Hammond’s eyes remained locked on his son. “Breaking up the Institute!” he repeated. “Break it. Why, I was the Institute’s greatest financial friend from the time Rogers incorporated on the very brink of the war! I allowed you, my only son, to be trumpeted as among its first pupils, for the world to see! But the Institute had enormous expenses and few students or supporters. It has permitted free scholars like you, Mr. Mansfield,
and the young woman, Miss Swallow, to attend without the usual fees, and was crippled by the costs of its building. Even so, every invention produced by the Institute represented its own vast fortune. I offered to purchase and patent them, to sell them far and wide and share profits with the Institute. I was hardly the only one who recognized this opportunity for the Institute to thrive and for industry to be advanced. Your president stubbornly refused to sell anything to anyone.
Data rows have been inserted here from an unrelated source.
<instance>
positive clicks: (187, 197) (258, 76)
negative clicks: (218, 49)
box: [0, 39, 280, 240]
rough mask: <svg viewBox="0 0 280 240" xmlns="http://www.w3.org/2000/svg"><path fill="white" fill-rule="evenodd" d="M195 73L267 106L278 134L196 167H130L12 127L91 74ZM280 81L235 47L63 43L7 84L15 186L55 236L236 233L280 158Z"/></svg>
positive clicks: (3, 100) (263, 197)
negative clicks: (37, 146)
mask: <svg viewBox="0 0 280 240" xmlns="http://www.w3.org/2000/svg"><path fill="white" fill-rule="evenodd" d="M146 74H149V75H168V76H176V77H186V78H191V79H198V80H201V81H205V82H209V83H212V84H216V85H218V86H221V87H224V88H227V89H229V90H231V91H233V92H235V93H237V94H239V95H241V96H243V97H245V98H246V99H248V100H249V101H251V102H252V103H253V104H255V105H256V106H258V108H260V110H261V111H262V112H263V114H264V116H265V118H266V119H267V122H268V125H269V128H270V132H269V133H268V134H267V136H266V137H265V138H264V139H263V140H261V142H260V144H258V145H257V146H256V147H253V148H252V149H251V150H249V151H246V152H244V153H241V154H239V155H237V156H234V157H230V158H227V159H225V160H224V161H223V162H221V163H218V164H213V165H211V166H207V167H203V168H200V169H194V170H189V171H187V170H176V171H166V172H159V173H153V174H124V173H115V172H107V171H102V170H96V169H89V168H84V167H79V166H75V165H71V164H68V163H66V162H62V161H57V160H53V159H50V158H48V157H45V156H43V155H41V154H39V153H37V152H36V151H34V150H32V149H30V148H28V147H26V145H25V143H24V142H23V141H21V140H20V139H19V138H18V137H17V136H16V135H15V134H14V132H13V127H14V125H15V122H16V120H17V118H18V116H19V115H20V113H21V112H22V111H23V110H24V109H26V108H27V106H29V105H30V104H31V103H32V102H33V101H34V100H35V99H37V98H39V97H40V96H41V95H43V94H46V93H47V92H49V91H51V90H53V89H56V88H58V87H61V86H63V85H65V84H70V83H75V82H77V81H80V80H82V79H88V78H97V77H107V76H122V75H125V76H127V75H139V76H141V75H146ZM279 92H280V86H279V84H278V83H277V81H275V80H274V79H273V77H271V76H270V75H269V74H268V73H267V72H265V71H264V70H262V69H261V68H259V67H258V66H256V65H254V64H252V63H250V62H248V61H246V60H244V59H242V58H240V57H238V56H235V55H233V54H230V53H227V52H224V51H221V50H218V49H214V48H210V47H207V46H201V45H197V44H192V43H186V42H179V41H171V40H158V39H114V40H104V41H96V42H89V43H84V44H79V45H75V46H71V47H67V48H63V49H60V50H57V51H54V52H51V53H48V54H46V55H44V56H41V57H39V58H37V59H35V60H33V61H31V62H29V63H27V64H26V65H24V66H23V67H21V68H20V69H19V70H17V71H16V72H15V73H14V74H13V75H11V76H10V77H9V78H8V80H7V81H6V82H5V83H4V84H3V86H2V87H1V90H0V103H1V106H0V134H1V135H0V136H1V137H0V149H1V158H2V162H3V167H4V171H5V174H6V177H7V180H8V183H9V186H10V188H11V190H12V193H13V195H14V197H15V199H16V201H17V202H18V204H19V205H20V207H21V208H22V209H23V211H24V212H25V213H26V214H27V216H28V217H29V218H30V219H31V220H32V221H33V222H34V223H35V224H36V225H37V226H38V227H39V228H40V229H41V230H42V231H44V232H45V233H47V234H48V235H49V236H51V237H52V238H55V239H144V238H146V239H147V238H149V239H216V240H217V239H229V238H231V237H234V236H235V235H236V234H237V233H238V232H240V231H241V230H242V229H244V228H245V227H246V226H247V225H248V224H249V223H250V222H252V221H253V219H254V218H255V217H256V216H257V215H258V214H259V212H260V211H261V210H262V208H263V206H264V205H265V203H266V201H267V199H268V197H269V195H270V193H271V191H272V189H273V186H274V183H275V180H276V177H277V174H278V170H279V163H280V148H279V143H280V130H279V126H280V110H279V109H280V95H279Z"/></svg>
He wanted the inventions to be open and free for all; he refused to use them as means for profit, even as revenues for the college shrank. He was committing financial suicide and dragging your entire college down with him!”
Hammie removed a thick packet of papers from his coat. “These are applications for patents for inventions produced at the Institute. I found them several weeks ago in his office vault. Hundreds of them. Prepared by Father’s lawyer.”
“You wanted to discredit the Institute,” Edwin said in astonishment. “So that you could be the one to control all of its inventions!”
Hammond looked down petulantly. “You are all damned fools. Just like Roland Rapler and his agitators, every single day convincing more of the workers of the city to rebel—they are the true Frankenstein’s monsters, given life and force by our factories. How long before all industry finds itself bankrupt? Ten years from now, it will not be a question of how many men you employ, but only how many ideas you own. With the inventions to come, the railroad and the telegraph will seem as silly and prosaic to your sons as stagecoaches do to you.”
Hammie had handed the papers to Edwin. “You see, Hoyt, if the Institute closed, its inventions would become freely available—that is, until Father’s corporation claimed control over them before anyone else could do so.”
“How did he know that the Institute would be blamed for the disasters?” Marcus asked Hammie.
“Suspicions of the new sciences were already strong—this was a push over a cliff,” Hammie said. “Cyrus Hale and the other hack politicians in the legislature. They serve as the satellites of all big business, and are easily guided. Once Professor Agassiz was appointed to consult for the police, with his own private grudges against President Rogers, the Institute’s fate was written.”